March for Our Lives (MFOL), the movement founded by student survivors of the 2018 high school massacre in Parkland, Florida, said it has planned more than 450 rallies for this Saturday. The 2018 march, weeks after the deaths of 17 people at Marjory Stoneman Douglas High School in Parkland, brought together hundreds of thousands of people in the nation’s capital to pressure Congress to take legislative action. But the Republican opposition, pushed by the gun lobby and part of the population, has always prevented any new limit on firearms from passing in the United States Senate.

“We will no longer allow you to sit idly by”

Since that historic first march, the Washington Post estimates that more than 115,000 young Americans have been exposed to gun violence from kindergarten to college campus, and counting only the hours when classes are taught.

This time, the organizers want to deliver a simple message to political leaders: inaction kills. “We will no longer allow you to sit idly by while people continue to die,” MFOL board member Trevon Bosley said in an emailed statement. Among other things, the MFOL calls for an assault weapons ban, arguing that New Zealand has managed to do so in a very short time, universal background checks for those trying to buy weapons and a national licensing system. , which would register gun owners.

VIDEO. Joe Biden delivers an impassioned plea to limit the sale of assault rifles

The latest mass killings have added urgency to the country’s ongoing debate on gun violence. In recent weeks, a bipartisan group of Senate negotiators has promised to strike a deal, so far to no avail. Their efforts focus on relatively small changes. Thursday, on CNN, Senator Chris Murphy (Connecticut), the main Democrat in the bipartisan negotiations, explained that he thought that, this time, 10 Republicans could vote with the Democrats in the Senate. These 10 votes are absolutely necessary to obtain 60 and pass the law which would make it possible to extend to ten days, instead of three today, the time it takes to check the criminal and psychiatric background of a weapon buyer.

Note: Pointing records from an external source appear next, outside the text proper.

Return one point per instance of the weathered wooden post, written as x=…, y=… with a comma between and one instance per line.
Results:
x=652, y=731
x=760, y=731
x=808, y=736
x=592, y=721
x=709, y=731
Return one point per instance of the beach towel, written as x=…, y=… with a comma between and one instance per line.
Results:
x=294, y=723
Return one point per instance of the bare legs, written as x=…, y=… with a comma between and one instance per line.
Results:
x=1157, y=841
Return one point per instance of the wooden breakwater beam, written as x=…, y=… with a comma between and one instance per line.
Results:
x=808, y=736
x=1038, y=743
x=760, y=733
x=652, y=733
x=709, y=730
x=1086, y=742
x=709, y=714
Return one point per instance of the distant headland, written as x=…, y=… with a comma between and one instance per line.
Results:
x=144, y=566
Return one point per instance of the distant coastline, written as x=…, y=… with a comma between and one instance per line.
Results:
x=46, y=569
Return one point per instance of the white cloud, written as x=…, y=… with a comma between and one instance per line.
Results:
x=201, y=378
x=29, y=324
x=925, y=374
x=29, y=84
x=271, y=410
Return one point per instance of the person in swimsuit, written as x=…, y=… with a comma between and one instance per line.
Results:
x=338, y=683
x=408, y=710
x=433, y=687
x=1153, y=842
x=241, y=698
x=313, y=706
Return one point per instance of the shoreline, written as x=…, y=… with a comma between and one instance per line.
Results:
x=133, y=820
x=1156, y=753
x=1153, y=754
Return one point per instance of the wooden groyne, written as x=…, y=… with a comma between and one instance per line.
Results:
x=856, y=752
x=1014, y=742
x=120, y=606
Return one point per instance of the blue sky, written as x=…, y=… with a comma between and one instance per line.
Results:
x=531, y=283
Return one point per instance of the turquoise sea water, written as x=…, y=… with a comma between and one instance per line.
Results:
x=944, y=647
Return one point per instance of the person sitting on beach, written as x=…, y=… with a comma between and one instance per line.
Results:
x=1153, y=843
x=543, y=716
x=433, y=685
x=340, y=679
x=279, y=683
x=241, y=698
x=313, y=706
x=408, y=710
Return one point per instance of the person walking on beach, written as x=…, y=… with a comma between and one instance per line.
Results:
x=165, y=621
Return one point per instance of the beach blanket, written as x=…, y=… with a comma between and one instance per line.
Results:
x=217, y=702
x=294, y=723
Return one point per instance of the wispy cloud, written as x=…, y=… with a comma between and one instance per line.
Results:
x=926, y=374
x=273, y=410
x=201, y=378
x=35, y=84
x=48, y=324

The Democratic-controlled U.S. House of Representatives on Wednesday passed, for the second time in months, a package of security measures to put in place for purchases. In addition to the time limit for criminal background checks, the text provides for setting the minimum age for the purchase of most semi-automatic rifles at 21 and banning high-capacity ammunition magazines. Provided the Senate votes for it.

However, the upper house of Parliament has so far always opposed a restriction on the trade in firearms, considering, along with the very powerful NRA, the source of the financing of many electoral campaigns, that circumscribing the right to carry weapons would violate the second amendment to the US Constitution, a sacrosanct text in the United States. This amendment provides that “the right of the people to keep and bear arms shall not be infringed”. It was adopted in 1791.